Suara itu makin menggila. Tapi ia tetap melangkah.

“… tapi untukmu, Ying’er, aku akan jadi cahaya—meski hanya satu lilin di tengah neraka ini!”

Ia tiba tepat di depan Ying’er dan berlutut. Ia mengambil kecapi dari tangannya, dan mulai memetiknya—pelan, ragu. Ia tidak pandai memainkan alat musik. Tapi ia ingat, Ying’er pernah mengajar satu melodi pendek, lagu kecil tentang langit sore dan bunga liar.

Petikannya salah. Nada sumbang. Tapi itu … nyata.

Dan di dalam kekacauan gelap, sebuah titik cahaya muncul di mata Ying’er, berusaha membawa kembali kenangan yang semakin samar.

“Jiang … Hao?” suaranya lemah.

Bayangan iblis meraung. Sayap-sayap gelap membentang, mencoba menarik Ying’er kembali.

Namun tangan Jiang Hao telah menggenggam jemarinya.

“Pulanglah.
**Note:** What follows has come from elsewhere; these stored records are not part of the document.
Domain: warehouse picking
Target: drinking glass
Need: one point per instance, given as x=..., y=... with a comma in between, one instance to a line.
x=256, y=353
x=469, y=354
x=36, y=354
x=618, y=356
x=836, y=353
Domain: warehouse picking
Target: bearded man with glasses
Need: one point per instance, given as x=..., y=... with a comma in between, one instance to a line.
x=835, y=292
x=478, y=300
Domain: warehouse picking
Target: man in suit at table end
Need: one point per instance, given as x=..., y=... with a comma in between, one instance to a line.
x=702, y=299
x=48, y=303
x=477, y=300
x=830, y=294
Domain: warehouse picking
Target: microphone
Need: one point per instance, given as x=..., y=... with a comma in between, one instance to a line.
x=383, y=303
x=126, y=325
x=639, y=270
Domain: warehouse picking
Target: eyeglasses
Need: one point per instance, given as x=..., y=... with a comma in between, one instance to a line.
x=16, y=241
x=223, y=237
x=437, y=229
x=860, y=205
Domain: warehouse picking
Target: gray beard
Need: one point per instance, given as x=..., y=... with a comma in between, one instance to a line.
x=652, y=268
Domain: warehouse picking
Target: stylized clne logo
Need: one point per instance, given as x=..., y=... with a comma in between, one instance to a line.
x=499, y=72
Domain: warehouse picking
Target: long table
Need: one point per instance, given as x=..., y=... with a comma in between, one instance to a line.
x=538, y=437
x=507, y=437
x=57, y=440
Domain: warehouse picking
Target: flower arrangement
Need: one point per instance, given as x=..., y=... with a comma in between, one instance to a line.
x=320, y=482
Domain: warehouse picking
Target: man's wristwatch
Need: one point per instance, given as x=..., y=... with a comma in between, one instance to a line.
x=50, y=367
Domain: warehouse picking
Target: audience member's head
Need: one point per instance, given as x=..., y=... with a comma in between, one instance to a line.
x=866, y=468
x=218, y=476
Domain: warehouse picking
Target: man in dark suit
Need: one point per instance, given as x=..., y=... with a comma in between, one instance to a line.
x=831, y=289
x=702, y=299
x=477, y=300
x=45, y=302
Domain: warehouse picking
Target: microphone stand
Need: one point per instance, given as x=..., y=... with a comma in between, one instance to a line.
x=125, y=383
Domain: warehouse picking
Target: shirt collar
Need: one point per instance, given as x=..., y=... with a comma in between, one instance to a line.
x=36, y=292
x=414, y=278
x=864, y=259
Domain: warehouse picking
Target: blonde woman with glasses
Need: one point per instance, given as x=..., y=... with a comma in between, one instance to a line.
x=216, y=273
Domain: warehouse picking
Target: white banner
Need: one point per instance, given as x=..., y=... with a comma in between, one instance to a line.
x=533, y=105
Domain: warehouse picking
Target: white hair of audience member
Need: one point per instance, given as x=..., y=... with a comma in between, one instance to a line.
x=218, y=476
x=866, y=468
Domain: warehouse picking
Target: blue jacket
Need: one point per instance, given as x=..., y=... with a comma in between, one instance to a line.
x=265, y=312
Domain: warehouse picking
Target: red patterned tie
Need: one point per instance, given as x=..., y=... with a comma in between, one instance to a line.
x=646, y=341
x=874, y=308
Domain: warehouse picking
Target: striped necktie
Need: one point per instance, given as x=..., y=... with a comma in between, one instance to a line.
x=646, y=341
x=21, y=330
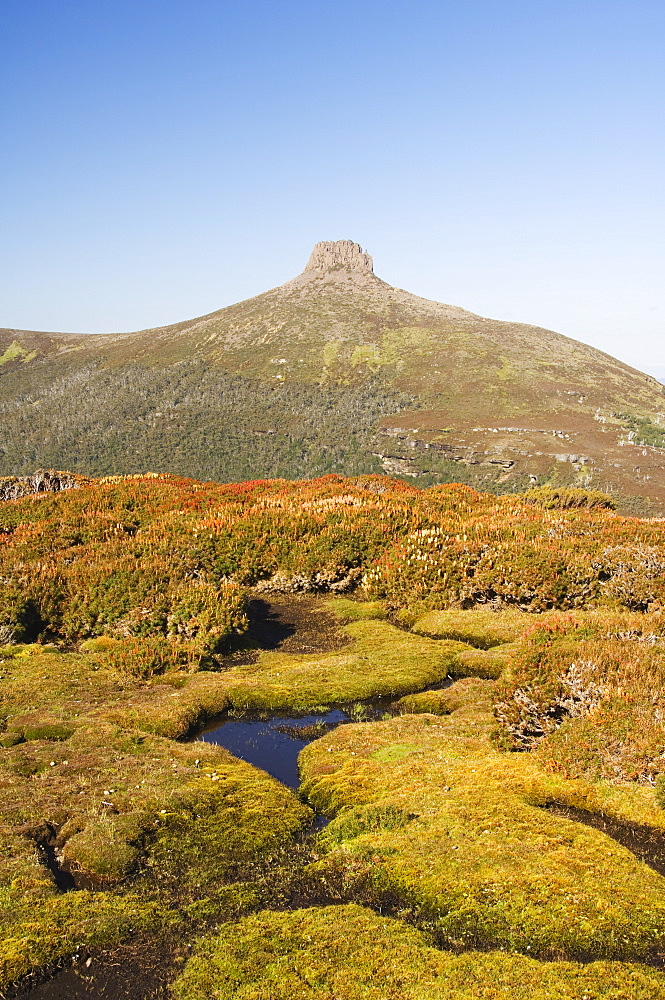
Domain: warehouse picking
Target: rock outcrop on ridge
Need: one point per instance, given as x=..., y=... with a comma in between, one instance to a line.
x=335, y=371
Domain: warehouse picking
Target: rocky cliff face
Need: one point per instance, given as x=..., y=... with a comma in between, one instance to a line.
x=342, y=253
x=42, y=481
x=334, y=371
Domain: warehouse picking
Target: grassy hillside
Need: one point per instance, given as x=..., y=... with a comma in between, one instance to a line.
x=334, y=371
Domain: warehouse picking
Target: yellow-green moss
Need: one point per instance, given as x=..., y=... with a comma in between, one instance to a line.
x=382, y=660
x=349, y=953
x=443, y=701
x=482, y=860
x=477, y=627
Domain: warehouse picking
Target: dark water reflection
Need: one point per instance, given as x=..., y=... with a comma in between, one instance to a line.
x=273, y=744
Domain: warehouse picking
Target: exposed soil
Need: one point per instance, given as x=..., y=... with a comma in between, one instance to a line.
x=292, y=623
x=135, y=970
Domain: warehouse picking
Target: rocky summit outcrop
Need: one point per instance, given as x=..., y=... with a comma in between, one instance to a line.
x=335, y=371
x=342, y=253
x=42, y=481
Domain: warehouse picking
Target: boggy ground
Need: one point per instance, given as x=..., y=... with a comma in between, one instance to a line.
x=433, y=822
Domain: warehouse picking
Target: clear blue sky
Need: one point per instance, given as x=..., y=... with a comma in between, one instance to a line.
x=163, y=159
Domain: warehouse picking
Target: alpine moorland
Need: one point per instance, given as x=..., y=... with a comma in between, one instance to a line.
x=481, y=815
x=335, y=371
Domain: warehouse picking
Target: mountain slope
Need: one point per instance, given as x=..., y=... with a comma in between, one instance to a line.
x=334, y=371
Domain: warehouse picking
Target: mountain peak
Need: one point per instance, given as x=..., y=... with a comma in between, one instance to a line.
x=345, y=254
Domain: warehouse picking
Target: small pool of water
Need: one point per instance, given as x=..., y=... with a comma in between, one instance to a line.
x=273, y=744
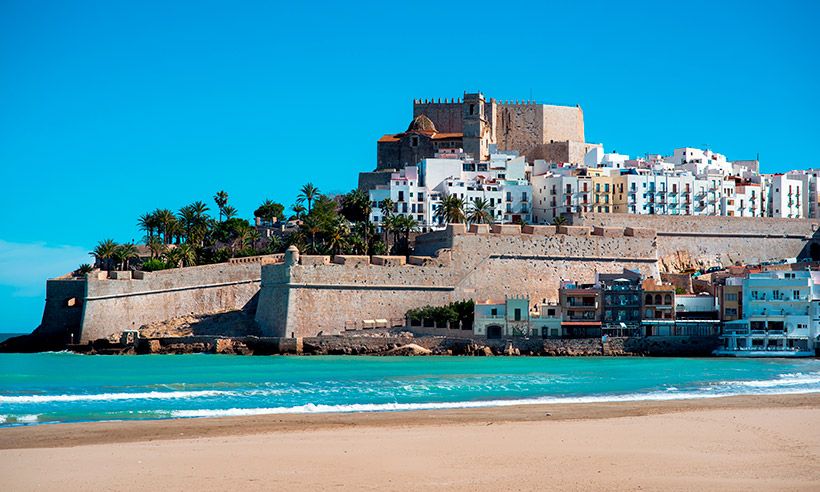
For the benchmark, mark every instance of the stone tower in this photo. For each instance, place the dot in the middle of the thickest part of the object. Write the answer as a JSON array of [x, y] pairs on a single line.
[[476, 128]]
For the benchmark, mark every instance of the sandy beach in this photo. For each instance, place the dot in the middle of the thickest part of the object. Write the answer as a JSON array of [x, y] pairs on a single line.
[[734, 443]]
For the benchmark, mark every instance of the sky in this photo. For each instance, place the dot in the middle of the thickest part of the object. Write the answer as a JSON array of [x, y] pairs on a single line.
[[110, 109]]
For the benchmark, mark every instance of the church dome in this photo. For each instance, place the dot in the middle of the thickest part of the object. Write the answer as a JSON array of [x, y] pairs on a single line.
[[422, 123]]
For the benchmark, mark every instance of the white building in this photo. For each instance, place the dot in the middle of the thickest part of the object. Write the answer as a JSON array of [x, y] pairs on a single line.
[[514, 318], [781, 316], [784, 196], [417, 191]]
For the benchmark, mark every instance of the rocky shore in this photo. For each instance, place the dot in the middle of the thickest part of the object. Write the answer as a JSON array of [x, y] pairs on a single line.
[[404, 343]]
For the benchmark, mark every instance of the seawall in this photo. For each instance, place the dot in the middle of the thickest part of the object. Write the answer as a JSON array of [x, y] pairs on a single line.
[[690, 242]]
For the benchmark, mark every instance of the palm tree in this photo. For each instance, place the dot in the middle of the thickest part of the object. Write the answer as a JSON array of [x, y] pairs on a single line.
[[104, 253], [123, 253], [312, 227], [148, 222], [480, 212], [229, 212], [337, 239], [165, 220], [308, 193], [451, 210], [298, 210], [156, 246], [186, 254], [221, 199], [406, 224]]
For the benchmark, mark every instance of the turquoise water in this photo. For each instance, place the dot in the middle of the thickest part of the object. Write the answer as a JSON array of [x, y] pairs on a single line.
[[64, 387]]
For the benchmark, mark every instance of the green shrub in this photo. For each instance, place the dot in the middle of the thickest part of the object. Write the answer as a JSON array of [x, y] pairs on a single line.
[[153, 265]]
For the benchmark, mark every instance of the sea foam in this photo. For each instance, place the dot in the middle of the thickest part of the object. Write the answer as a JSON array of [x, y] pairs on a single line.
[[152, 395]]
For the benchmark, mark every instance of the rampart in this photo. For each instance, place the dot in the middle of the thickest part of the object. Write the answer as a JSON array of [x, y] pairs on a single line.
[[310, 295], [685, 242], [114, 305]]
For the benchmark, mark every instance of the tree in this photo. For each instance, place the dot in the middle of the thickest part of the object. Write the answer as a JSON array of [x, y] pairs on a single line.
[[221, 200], [308, 193], [338, 237], [405, 224], [451, 210], [298, 210], [104, 253], [156, 246], [148, 223], [123, 254], [269, 212], [166, 221], [229, 212], [194, 222], [480, 212]]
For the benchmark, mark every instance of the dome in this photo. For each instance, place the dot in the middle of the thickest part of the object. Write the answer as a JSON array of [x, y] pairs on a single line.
[[422, 123]]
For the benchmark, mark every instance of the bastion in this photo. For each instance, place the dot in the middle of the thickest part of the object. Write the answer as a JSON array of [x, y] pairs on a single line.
[[308, 298]]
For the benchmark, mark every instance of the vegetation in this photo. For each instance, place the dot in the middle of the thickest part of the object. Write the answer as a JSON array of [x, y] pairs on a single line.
[[455, 312], [320, 224]]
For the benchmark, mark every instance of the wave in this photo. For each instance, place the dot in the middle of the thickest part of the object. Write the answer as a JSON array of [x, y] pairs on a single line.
[[397, 407], [792, 379], [151, 395]]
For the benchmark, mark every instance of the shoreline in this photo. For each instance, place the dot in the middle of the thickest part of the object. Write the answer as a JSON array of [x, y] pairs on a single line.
[[730, 443], [133, 431]]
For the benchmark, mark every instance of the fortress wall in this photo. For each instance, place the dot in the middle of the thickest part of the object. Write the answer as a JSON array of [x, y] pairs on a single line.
[[305, 299], [447, 116], [111, 306], [704, 224], [519, 126]]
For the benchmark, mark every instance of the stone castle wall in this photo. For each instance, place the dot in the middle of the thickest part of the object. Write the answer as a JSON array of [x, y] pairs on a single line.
[[692, 242], [63, 313], [306, 297]]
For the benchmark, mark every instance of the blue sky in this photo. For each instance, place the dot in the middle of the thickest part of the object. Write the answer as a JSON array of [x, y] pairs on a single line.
[[110, 109]]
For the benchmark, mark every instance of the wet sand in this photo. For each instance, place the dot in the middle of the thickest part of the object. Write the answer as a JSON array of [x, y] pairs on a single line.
[[734, 443]]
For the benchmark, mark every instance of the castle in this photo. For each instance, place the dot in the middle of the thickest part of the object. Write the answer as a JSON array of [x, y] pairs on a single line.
[[475, 125]]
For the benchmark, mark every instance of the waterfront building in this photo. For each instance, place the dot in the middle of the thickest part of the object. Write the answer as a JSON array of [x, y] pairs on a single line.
[[621, 302], [581, 309], [781, 314], [658, 300]]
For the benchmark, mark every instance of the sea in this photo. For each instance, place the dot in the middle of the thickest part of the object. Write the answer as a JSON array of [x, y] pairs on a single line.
[[49, 388]]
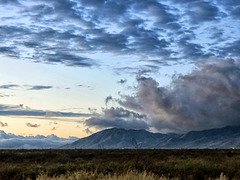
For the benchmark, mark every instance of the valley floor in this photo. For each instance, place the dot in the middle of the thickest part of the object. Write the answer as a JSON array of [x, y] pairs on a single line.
[[120, 164]]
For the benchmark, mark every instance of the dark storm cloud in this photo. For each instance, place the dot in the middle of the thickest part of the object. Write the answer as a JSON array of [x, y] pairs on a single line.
[[40, 87], [208, 97], [118, 117], [8, 86], [32, 125], [232, 49]]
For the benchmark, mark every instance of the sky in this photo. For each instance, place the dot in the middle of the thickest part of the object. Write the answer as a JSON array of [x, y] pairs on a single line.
[[72, 68]]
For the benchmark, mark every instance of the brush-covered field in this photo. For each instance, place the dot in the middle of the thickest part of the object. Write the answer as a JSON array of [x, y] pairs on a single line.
[[119, 164]]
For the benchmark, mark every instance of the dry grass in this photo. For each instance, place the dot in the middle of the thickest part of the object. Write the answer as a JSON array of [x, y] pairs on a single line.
[[120, 164]]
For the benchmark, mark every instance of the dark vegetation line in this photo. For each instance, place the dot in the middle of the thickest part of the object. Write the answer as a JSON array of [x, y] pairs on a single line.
[[172, 163]]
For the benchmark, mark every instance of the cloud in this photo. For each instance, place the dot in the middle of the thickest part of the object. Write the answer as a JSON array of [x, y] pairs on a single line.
[[3, 124], [40, 87], [202, 11], [11, 141], [20, 110], [8, 86], [87, 131], [122, 81], [9, 2], [118, 117], [66, 32], [208, 97], [107, 99], [33, 125]]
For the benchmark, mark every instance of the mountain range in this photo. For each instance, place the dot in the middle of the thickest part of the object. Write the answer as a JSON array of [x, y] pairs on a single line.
[[118, 138]]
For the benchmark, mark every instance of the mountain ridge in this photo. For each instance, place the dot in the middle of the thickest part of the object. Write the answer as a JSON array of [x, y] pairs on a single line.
[[118, 138]]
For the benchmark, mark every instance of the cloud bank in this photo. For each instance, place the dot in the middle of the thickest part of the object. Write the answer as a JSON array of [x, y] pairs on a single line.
[[67, 31], [11, 141], [208, 97]]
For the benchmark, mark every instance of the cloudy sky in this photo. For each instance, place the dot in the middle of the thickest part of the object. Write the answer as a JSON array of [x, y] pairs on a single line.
[[71, 67]]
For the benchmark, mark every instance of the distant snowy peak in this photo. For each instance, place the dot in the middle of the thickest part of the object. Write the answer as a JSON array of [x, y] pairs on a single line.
[[11, 141], [117, 138]]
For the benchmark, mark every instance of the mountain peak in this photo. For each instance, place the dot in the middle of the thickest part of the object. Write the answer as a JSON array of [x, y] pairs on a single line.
[[118, 138]]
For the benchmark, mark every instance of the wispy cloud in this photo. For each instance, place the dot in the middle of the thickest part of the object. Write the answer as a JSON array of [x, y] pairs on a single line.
[[151, 29], [33, 125], [2, 124], [40, 87], [20, 110]]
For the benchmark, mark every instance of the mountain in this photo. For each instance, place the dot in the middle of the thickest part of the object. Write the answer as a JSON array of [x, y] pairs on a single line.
[[117, 138], [11, 141]]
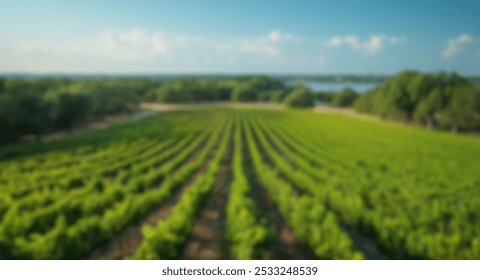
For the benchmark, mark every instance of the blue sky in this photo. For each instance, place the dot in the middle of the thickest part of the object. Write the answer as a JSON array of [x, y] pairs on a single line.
[[303, 36]]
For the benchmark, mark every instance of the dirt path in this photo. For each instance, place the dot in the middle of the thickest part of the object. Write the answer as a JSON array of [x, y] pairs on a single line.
[[126, 243], [207, 240]]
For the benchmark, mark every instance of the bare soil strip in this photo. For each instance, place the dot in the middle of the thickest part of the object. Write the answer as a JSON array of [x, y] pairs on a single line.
[[126, 244], [207, 240]]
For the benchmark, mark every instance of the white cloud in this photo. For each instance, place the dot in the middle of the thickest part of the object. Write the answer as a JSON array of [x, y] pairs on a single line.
[[371, 46], [454, 46]]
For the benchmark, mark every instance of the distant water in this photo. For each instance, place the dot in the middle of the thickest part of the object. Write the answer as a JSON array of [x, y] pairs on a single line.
[[331, 86]]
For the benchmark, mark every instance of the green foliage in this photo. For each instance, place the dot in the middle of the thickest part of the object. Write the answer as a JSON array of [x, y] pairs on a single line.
[[412, 193], [344, 98], [436, 100]]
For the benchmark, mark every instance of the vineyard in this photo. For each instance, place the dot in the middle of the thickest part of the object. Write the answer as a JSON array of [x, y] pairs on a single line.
[[243, 183]]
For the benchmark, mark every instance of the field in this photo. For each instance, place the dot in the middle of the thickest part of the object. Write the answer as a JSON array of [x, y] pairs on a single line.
[[243, 183]]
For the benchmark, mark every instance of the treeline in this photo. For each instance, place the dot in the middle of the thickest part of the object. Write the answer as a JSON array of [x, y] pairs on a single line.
[[45, 105], [37, 107], [439, 100]]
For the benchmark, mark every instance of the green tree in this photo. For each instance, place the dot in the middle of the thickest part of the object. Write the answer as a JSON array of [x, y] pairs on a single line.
[[300, 98], [462, 110]]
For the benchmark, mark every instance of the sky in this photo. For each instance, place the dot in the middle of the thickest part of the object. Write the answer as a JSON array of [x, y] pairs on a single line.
[[238, 37]]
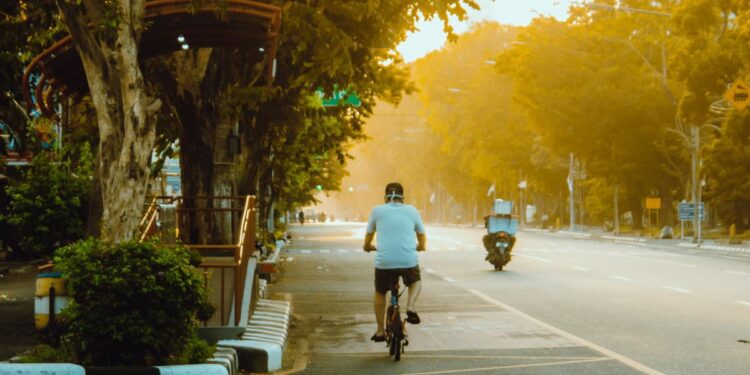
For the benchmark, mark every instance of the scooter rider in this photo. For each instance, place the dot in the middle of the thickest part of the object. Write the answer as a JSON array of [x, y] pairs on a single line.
[[396, 224]]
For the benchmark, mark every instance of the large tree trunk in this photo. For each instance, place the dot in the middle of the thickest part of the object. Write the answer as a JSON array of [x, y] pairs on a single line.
[[126, 134], [179, 80]]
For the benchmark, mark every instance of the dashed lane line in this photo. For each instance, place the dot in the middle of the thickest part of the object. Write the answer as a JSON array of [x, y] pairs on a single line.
[[495, 368], [676, 289], [622, 278], [607, 352], [535, 258], [655, 260], [738, 273]]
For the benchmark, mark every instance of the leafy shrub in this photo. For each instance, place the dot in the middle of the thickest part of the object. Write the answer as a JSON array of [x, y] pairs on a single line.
[[132, 304], [46, 354], [48, 208]]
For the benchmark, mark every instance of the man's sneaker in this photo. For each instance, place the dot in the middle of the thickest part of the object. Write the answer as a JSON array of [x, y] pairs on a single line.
[[412, 317]]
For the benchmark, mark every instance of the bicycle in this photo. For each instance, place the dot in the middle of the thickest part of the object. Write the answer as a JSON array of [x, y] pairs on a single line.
[[395, 327]]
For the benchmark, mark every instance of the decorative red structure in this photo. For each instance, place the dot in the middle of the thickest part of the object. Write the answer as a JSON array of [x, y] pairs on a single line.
[[237, 23]]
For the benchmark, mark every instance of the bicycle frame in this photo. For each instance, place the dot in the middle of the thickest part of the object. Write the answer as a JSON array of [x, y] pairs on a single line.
[[395, 327]]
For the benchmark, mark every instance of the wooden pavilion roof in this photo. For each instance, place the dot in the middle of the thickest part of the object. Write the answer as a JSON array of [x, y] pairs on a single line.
[[244, 24]]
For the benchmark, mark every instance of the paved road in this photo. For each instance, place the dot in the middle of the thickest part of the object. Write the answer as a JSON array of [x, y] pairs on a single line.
[[563, 306]]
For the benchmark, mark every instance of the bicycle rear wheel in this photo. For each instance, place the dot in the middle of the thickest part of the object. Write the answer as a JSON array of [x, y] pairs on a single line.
[[397, 334]]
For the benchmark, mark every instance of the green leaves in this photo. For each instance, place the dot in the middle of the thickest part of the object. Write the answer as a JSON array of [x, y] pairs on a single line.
[[48, 208], [133, 304]]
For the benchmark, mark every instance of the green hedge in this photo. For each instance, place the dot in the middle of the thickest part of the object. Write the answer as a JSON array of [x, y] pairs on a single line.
[[48, 208], [132, 304]]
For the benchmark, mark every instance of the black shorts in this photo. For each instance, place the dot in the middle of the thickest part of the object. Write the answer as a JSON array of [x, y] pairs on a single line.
[[385, 279]]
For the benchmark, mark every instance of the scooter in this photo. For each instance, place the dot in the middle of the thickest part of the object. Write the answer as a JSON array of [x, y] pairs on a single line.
[[501, 234], [499, 248]]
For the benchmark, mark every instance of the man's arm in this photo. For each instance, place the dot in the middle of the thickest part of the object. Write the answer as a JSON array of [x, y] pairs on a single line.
[[421, 242], [368, 242]]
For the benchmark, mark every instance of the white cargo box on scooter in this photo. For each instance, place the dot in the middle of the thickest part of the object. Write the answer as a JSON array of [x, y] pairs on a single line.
[[502, 220], [503, 207]]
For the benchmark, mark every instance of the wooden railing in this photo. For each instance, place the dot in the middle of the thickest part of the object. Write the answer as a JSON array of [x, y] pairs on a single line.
[[242, 246]]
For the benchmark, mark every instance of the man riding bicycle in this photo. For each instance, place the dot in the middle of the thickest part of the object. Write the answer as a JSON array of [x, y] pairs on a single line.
[[396, 224]]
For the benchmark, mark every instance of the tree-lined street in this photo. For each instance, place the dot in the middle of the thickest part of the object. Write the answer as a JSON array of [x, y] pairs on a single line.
[[562, 305]]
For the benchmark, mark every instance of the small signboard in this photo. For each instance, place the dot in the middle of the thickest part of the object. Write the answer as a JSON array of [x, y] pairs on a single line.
[[686, 211], [738, 95], [653, 203]]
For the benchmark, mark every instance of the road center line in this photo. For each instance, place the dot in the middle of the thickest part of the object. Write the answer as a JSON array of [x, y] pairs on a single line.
[[676, 289], [535, 258], [609, 353], [738, 273], [618, 277], [656, 260]]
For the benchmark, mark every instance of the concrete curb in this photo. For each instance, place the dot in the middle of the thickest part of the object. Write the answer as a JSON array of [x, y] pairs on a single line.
[[714, 247], [72, 369], [261, 347], [623, 238], [41, 368], [584, 235]]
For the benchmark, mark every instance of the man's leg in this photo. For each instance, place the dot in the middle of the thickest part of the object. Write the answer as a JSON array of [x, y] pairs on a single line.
[[379, 303]]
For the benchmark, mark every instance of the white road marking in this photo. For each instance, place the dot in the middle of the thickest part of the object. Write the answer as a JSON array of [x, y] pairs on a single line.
[[535, 258], [609, 353], [656, 260], [618, 277], [738, 273], [676, 289]]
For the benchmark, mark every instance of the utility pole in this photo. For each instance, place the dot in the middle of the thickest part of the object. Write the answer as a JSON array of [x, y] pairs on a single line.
[[695, 133], [617, 210], [571, 188]]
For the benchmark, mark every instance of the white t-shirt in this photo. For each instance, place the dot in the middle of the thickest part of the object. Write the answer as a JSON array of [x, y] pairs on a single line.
[[396, 225]]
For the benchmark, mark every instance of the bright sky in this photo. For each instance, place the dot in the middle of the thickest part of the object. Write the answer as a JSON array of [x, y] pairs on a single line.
[[510, 12]]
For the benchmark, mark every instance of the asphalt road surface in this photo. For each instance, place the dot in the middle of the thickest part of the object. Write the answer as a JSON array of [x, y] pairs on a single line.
[[562, 306]]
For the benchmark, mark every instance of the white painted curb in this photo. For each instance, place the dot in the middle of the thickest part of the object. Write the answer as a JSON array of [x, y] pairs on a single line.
[[248, 349], [203, 369], [41, 368]]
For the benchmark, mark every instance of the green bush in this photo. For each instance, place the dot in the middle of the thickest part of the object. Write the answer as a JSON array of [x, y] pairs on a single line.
[[48, 208], [132, 304]]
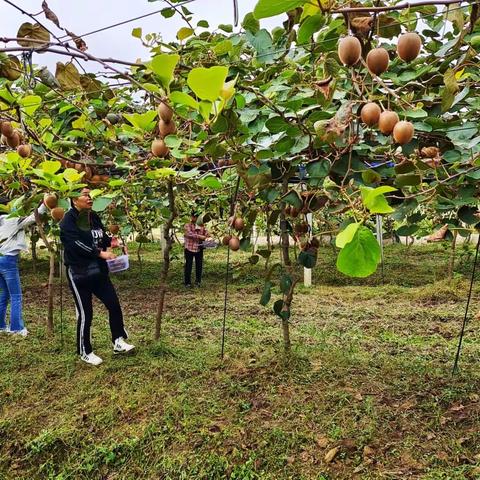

Aku di sini. Aku akan terus bersamamu … bahkan jika dunia ini menolak. Aku akan bersamamu!”

Ying’er menangis.

Dan saat satu tetes air matanya jatuh ke tanah neraka itu, dalam sekejap tubuh Sang Penghisap Jiwa mulai retak.

Suara tangis berubah jadi dentuman. Bayangan di sekeliling mereka meraung kesakitan. Jiwa-jiwa terperangkap menjerit—bukan karena kesakitan, tapi karena kebebasan. Satu demi satu mereka menghilang, melayang ke atas, kembali ke langit.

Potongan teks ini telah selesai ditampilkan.